New Data Released on Long-Acting Hemophilia B Treatment

Note: The following is the edited version of a press release issued by CSL Behring. The original release can be found here.

On December 7, 2015, CSL Behring presented data from its Phase III PROLONG-9FP clinical program evaluating the efficacy and long-term safety of its investigational long-acting fusion protein linking recombinant coagulation factor IX with recombinant albumin (rIX-FP). The data, from an ongoing extension study and two pivotal Phase III studies, assessed rIX-FP for routine prophylaxis in previously-treated adults with hemophilia B, at dosing intervals of up to 14 days. The findings were presented during an oral presentation at the American Society of Hematology’s (ASH) 57th ASH Annual Meeting and Exposition in Orlando, along with a second abstract reporting efficacy and safety results of rIX-FP in patients undergoing surgical procedures.
“The findings from the ongoing extension study are promising and confirm the data we saw in our pivotal studies, with prolonged dosing intervals of up to 14 days with rIX-FP for routine prophylaxis,” said Elena Santagostino, M.D., Ph.D., Professor in the Medical School of Clinical and Experimental Hematology at the University of Milan/IRCCS Maggiore Hospital, and lead investigator. “rIX-FP has been developed with a pharmacokinetic profile that allows for less frequent dosing. Through this ongoing study, we are continuing to evaluate longer treatment intervals and the potential impact on preventing bleeding in select patients.”
Key Study Findings

  • Efficacy and safety of rIX-FP in previously-treated children, adolescents, and adults (Oral Presentation Abstract #548): The first abstract reported on two completed Phase III studies (CSL654-3001 and CSL654-3002) assessing the safety and efficacy of rIX-FP for prophylaxis treatment in previously-treated patients (ages 1 to 61) with hemophilia B (factor IX activity ≤2%). The first study (CSL654-3001) included 63 patients, ages 12 to 61. These patients either received prophylaxis treatment (once every seven days for six months and then, if eligible, a 10- or 14-day prophylaxis treatment interval for 12 to 18 months) or only on-demand treatment for six months and then switched to seven-day prophylaxis treatment. The second study (CSL654-3002) included 27 children (ages 1 to 11) who received seven-day prophylaxis treatment for approximately 12 months. Overall, the median annualized spontaneous bleeding rate (AsBR) was 0.00 for all treatment intervals.During the extension study, 76 patients from the phase III studies continued their prophylaxis regimen but additional patients switched to longer treatment intervals, including the 10- and 14-day intervals in patients younger than 12 and more prolonged treatment intervals in patients older than 18. At least 50 patients achieved 100 exposure days of treatment without developing an inhibitor to factor IX or antibodies to rIX-FP. Overall, no serious adverse reactions were seen during the studies and favorable long-term tolerability was demonstrated.

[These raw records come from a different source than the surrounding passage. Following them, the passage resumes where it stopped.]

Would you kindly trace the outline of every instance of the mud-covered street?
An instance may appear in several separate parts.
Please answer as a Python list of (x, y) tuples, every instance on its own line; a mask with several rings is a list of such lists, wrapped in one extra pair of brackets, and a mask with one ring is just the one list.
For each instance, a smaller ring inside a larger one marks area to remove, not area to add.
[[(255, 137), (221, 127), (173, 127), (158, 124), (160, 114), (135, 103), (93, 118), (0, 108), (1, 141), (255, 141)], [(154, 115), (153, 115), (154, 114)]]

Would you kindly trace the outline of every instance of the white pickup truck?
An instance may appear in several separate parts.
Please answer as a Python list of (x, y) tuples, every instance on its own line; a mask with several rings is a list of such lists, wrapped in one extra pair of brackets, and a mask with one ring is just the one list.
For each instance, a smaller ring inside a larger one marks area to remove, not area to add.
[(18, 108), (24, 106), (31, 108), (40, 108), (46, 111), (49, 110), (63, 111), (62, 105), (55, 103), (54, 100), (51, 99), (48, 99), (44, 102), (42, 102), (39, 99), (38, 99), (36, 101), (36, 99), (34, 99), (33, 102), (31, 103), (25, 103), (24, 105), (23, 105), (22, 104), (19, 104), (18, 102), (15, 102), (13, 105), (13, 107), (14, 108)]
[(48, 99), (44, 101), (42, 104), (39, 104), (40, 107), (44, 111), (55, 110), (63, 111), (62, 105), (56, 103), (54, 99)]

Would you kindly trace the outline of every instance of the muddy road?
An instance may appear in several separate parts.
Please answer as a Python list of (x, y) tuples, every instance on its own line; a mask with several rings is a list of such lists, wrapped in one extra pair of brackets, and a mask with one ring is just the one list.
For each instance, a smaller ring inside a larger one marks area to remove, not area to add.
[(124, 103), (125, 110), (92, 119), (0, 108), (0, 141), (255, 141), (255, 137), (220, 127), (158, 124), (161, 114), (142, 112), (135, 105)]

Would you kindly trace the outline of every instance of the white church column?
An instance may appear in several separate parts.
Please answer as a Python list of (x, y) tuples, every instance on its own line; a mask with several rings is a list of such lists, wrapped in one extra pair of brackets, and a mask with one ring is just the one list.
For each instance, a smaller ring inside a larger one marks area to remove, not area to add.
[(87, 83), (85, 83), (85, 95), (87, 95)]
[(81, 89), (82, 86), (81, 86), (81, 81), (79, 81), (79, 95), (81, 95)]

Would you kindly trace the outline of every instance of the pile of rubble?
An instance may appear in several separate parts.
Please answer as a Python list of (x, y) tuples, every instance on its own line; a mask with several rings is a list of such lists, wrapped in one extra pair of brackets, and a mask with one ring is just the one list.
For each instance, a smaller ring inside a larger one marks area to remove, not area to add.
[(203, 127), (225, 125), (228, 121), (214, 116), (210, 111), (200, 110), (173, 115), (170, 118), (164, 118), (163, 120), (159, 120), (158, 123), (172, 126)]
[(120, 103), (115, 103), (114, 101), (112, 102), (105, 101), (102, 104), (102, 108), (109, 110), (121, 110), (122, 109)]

“At CSL, we focus our world-class research and development to help people with serious medical conditions, such as hemophilia B, live full lives,” said Dr. Andrew Cuthbertson, Chief Scientific Officer and Director of R&D, CSL Limited. “These latest results from our pivotal research program demonstrate the potential for rIX-FP to help patients maintain factor IX levels over a long period of time with greater freedom from frequent infusions. This is an important attribute for patients who require a prophylactic regimen but don’t want treatment to disrupt their active lives.”

  • rIX-FP in previously-treated patients undergoing surgery (poster presentation abstract #2298): The second abstract reported on a surgical sub-study included in the Phase III studies, including the ongoing extension study, as part of the global PROLONG-9FP clinical program. This abstract evaluated the use of rIX-FP in five major orthopedic surgeries to prevent bleeding during and post-surgery in four patients with hemophilia B. For all procedures, the investigators rated the response as “excellent” or “good,” and a single pre-operative dose of rIX-FP maintained hemostasis during surgery. Over the 14-day perioperative period, patients needed six or seven infusions. The median rIX-FP consumption prior to surgery and post-surgery was 340 IU/kg, which was lower than with conventional therapies. None of the patients developed inhibitors to factor IX or antibodies to rIX-FP.